Oak and Rizuka had endured many arguments about her seemingly contradictory drive to demonstrate compassion while being a major figure in an assassin guild, and they cared not for another. Although they both quietly acknowledged it in the silence between their words, Rizuka's motivation wasn't discussed further. Somewhat uncharacteristically, Rizuka quizzed Oak.
"What's yours?"
Oak's eyebrows raised slightly; he wasn't used to such probing questions from Rizuka, at least not those of a personal nature - the run-of-the-mill "what hurts where", "this feels broken", "how could you have possibly misplaced the entire manse" type of questions were common enough, but this was a far cry from impersonal investigation. Nevertheless, Oak obliged her.
"Me? You're gonna be disappointed. I'm just doin' what I love. Simple as that."
Rizuka smiled, setting her glass on the bar and folding her hands on her, replying sincerely.
"I'm not at all disappointed by that, Oak. It's refreshing to talk with someone who knows what they want."
Oak dismissively gestured as he replied, "Eh, don't give me too much credit. I'm not trying to live some spiritually pleasing lifestyle of simplicity, I just didn't put too much thought into it. Speaking of not putting much thought into it," Oak smirked sarcastically, "What do you think of the Circle with No Name?
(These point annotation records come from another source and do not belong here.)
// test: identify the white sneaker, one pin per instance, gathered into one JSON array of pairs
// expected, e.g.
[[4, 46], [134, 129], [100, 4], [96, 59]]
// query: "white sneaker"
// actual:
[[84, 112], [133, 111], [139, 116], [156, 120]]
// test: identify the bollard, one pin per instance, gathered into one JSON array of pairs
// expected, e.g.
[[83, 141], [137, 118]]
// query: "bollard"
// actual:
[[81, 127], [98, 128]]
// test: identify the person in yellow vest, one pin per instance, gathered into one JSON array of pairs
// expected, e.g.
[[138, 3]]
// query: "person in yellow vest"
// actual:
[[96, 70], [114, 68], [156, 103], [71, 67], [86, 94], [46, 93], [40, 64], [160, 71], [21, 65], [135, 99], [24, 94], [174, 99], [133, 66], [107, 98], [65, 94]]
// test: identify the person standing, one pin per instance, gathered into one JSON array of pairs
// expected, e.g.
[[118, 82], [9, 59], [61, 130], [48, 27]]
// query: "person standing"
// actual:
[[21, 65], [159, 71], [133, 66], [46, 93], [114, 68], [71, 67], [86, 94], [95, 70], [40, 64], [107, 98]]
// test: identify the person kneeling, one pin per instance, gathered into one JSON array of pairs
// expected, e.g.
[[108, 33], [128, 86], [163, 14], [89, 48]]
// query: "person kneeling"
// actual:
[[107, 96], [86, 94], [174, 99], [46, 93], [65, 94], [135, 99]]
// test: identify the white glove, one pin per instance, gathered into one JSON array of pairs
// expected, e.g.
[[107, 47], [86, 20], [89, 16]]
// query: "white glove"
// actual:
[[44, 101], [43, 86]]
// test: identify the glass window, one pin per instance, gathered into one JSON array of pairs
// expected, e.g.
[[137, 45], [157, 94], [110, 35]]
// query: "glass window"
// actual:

They handled that shitstorm in Icehome pretty well, I gotta admit."
Rizuka nodded in agreement. Although the Circle with No Name had something of a reputation for slapdash planning and poor work ethic as a whole, they were already proving to be among the Organization's most creative - and perhaps boldest members. Rizuka elaborated.
"They're victims of their own talent. They don't prepare because they don't have to - so far, they've gotten by on gusto alone. And that's brilliant, if you ask me. I can't argue that, for better or worse, they're going to change the direction this organization goes in."
Oak shrugged, half-nodding in agreement, saying, "I guess so - I suppose 'or' is the key word there. They're just as likely to be the Business's next renaissance as they are the death of it."
Rizuka leaned back on her stool a bit, grabbing her knee with her folded hands, replying after a moment.
"Sure, I didn't say they didn't have anything to learn - they'd do well to take a cue from us in the discipline department."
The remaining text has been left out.